Monday, June 04, 2012

Look up, not down!

Our biggest astrophysics projects are a rounding error in the spook budget.
NYTimes: The phone call came like a bolt out of the blue, so to speak, in January 2011. On the other end of the line was someone from the National Reconnaissance Office, which operates the nation’s fleet of spy satellites. They had some spare, unused “hardware” to get rid of. Was NASA interested? 
... Sitting in a clean room in upstate New York were a pair of telescopes the same size as the famed Hubble Space Telescope, but which had been built to point down at the Earth, instead of up at the heavens. 
... to turn one of the telescopes loose on the cosmos, pointing in its rightful direction, outward, to investigate the mysterious dark energy that is speeding up the expansion of the universe. If the plan succeeds — and Congress, the Office of Management and Budget and the Academy of Sciences have yet to sign on — it could shave hundreds of millions of dollars and several years off a quest that many scientists say is the most fundamental of our time and that NASA had said it could not undertake until 2024 at the earliest.

Sunday, June 03, 2012

12.87 110H in Eugene

The Nike Prefontaine Classic was in Eugene yesterday. The wife and kids went but I'm not that big on live sports. We'll have the Olympic trials here later in the summer.
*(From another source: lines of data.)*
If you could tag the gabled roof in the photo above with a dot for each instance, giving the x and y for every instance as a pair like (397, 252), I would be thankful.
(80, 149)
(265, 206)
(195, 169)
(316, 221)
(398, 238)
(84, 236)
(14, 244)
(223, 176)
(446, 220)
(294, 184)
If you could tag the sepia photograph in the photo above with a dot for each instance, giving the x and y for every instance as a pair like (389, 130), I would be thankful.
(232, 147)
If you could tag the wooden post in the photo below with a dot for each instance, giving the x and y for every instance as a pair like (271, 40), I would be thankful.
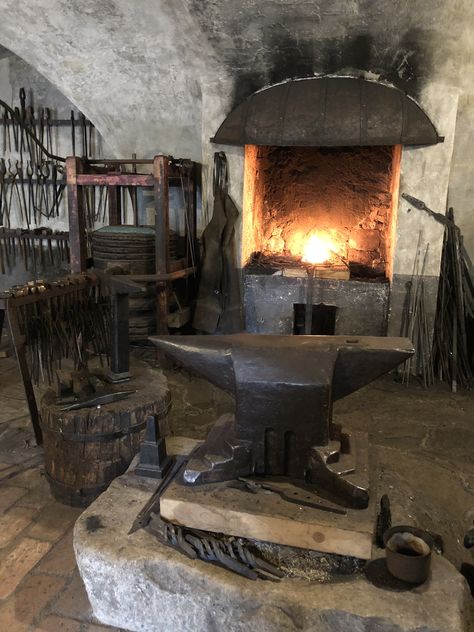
(77, 223)
(115, 206)
(20, 351)
(162, 255)
(191, 215)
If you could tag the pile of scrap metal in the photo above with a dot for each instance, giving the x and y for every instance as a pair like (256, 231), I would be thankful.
(452, 357)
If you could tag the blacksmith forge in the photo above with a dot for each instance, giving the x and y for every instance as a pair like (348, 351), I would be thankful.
(284, 387)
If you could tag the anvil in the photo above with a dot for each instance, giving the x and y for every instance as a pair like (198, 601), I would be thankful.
(284, 388)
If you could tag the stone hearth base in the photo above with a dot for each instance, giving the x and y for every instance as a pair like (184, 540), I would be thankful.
(134, 582)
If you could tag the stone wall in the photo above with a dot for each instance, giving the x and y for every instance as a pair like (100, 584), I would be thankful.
(156, 76)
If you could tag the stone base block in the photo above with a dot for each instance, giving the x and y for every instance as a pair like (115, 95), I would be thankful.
(135, 583)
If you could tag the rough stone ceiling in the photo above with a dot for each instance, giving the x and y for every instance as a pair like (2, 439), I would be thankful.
(125, 63)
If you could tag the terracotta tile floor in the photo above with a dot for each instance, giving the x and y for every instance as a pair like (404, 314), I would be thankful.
(40, 587)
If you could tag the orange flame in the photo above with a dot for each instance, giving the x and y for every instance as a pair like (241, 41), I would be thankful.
(317, 250)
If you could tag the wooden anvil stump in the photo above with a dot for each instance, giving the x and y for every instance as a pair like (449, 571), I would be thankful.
(284, 388)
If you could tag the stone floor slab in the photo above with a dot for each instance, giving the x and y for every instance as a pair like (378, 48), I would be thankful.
(135, 582)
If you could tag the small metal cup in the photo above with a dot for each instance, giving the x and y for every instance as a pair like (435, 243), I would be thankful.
(413, 569)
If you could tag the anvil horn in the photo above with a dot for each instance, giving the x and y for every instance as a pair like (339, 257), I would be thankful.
(360, 363)
(206, 356)
(360, 360)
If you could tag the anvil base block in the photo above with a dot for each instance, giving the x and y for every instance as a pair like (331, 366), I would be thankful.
(338, 470)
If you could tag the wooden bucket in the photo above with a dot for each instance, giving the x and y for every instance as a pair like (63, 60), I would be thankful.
(85, 450)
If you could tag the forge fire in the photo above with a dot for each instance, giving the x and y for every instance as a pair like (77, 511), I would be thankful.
(322, 206)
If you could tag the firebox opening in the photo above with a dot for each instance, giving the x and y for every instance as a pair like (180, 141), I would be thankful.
(321, 205)
(323, 319)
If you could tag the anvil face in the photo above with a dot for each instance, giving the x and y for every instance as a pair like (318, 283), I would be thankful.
(284, 388)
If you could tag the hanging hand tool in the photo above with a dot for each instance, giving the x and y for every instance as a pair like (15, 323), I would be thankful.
(82, 121)
(73, 133)
(4, 212)
(15, 125)
(49, 137)
(22, 121)
(30, 125)
(31, 202)
(14, 187)
(26, 207)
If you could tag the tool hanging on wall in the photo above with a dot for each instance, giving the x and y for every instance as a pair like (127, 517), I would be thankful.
(218, 306)
(65, 318)
(453, 340)
(35, 163)
(415, 321)
(39, 248)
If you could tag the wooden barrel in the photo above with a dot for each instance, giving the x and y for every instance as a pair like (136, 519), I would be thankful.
(84, 450)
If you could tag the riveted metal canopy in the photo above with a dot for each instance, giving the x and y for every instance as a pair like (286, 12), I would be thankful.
(328, 112)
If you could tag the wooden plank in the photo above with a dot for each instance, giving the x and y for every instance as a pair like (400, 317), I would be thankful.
(267, 517)
(116, 179)
(162, 255)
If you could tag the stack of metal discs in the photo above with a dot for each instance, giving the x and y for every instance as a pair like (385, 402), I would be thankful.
(131, 250)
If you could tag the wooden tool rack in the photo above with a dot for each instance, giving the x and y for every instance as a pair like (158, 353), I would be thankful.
(9, 307)
(81, 173)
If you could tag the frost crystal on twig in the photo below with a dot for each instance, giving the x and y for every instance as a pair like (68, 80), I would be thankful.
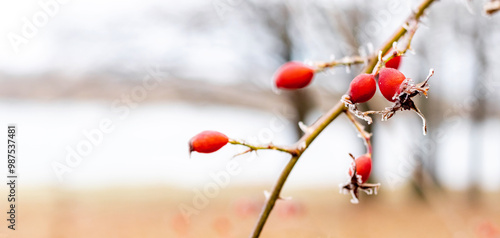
(355, 184)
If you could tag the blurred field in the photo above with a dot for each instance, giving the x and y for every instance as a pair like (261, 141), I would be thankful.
(154, 212)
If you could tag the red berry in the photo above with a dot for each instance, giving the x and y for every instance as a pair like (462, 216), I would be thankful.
(389, 82)
(293, 75)
(362, 88)
(363, 167)
(207, 142)
(394, 62)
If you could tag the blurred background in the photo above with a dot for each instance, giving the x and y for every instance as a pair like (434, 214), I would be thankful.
(107, 94)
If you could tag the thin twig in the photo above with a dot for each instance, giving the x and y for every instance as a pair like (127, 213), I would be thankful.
(364, 134)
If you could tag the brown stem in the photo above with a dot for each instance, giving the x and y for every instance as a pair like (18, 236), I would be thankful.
(365, 135)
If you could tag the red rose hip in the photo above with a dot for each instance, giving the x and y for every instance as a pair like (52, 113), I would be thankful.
(293, 75)
(363, 167)
(394, 62)
(362, 88)
(207, 142)
(389, 82)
Liu Xiang tied the world record at 12.87, but it was ruled wind-aided at +2.4m/s. This field was world class, only missing current world record holder Dayron Robles of Cuba. David Oliver, the US record holder, was a WR at Howard and is huge for a hurdler at around 200 lbs. Ashton Eaton, in lane 1, is a top decathlete who competed at U Oregon as a collegian. My kids got to play dodgeball with him a few years ago :-)
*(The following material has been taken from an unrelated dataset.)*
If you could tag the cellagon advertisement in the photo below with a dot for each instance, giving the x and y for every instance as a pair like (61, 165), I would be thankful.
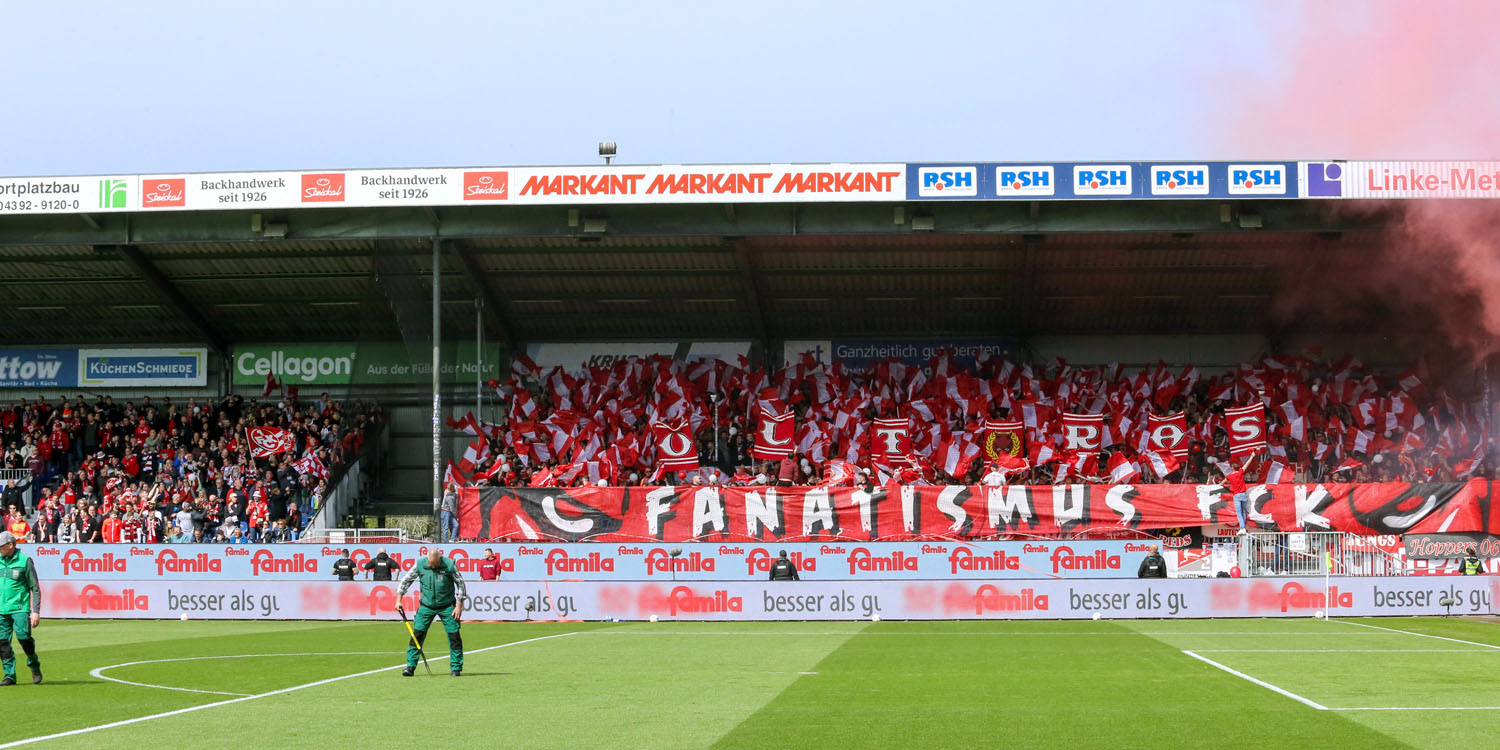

At the end of his victory lap Liu ends up among women competitors preparing for the start of the 3000m. He looks gigantic in comparison.


 


 I often run at Hayward Field, but not as fast :-(

Saturday, June 02, 2012

Culture, Communism, and China's Modern Consumer

Tom Doctoroff, an ad man working in Shanghai, has good insights into modern Chinese culture. This interview with Leonard Lopate is worth a listen:







ChinaSmack: ... After 13 years here, I am fundamentally convinced that there is a unifying “Confucian” conflict — between self-protection and status projection — that brands have a fundamental role in resolving. Unlike practically any other country (Korea and Vietnam come closest), China is both boldly ambitious (ladders are meant to be climbed and meritocracy is a cherished value) and regimented, with hierarchical and procedural booby traps for anyone who hasn’t mastered the “system.” This tension between upward mobility and fear-based conformism shows up everywhere, in every business meeting, in every struggle with a mother-in-law, in every new generation release on the internet.